C'est la dure réalité pour de nombreux enfants et jeunes en situation migratoire qui n'ont pas accès aux ressources en santé mentale. Certains ont tellement besoin d'aide qu'ils se tournent vers des alternatives dangereuses conduisant souvent au suicide. Bien que dans de nombreux pays occidentaux des mesures administratives soient en place pour garantir l'accès aux soins, cet accès est largement restreint du fait de leur statut de migrants. Il y a aussi souvent un manque de communication car les jeunes migrants et réfugiés ne sont pas informés de leurs droits aux ressources de santé mentale et comment y accéder.

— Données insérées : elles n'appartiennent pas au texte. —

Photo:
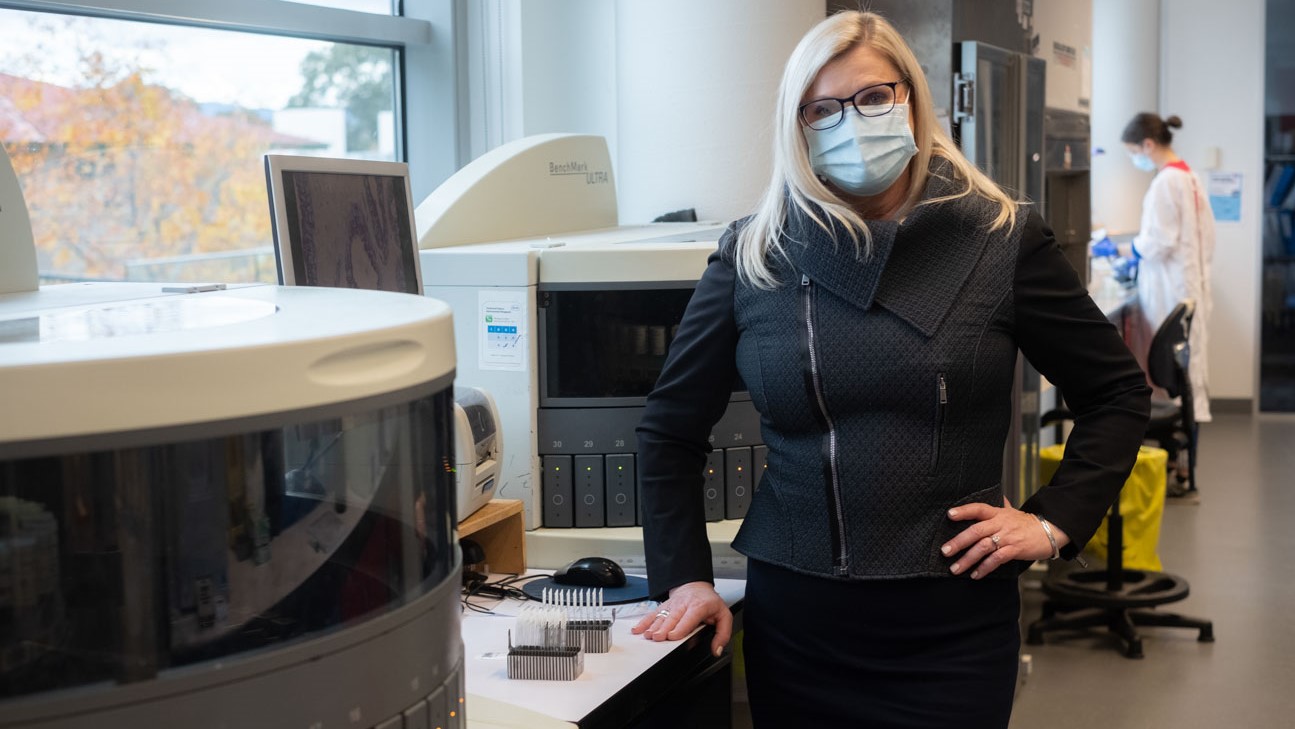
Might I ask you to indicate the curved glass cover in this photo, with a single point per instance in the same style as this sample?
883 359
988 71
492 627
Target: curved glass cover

Photo © Soul Food / Kryssandra Heslop

Parler ouvertement de la santé mentale est un moyen de réduire la stigmatisation entourant les troubles psychologiques et les soins. Il s’agit d’amener les personnes dans le besoin à se sentir plus à l'aise pour demander de l'aide. Cependant, pour atteindre une population aussi vulnérable, il faut faire plus. Les gouvernements doivent faire des droits de l'enfant une priorité et veiller à ce que les mineurs non accompagnés et les jeunes réfugiés soient informés de leur droit à accéder à ces ressources de santé. Davantage de professionnels de la santé mentale et de l'éducation devraient être formés sur les questions entourant la sensibilité culturelle et les traumatismes. En cas de besoin, des interprètes bien formés doivent être utilisés, et ces ressources ne doivent pas seulement être disponibles pour les migrants et réfugiés nouvellement arrivés, mais elles doivent également être intégrées dans les écoles et les services publics de l'enfance et accessibles à long terme, pour aider à promouvoir des activités sûres et positives. Ce n'est qu'en abordant efficacement ces problèmes et en accordant la priorité à la santé mentale que nous donnerons à ces enfants et à ces jeunes la chance qu'ils méritent de mener une vie saine, productive et heureuse.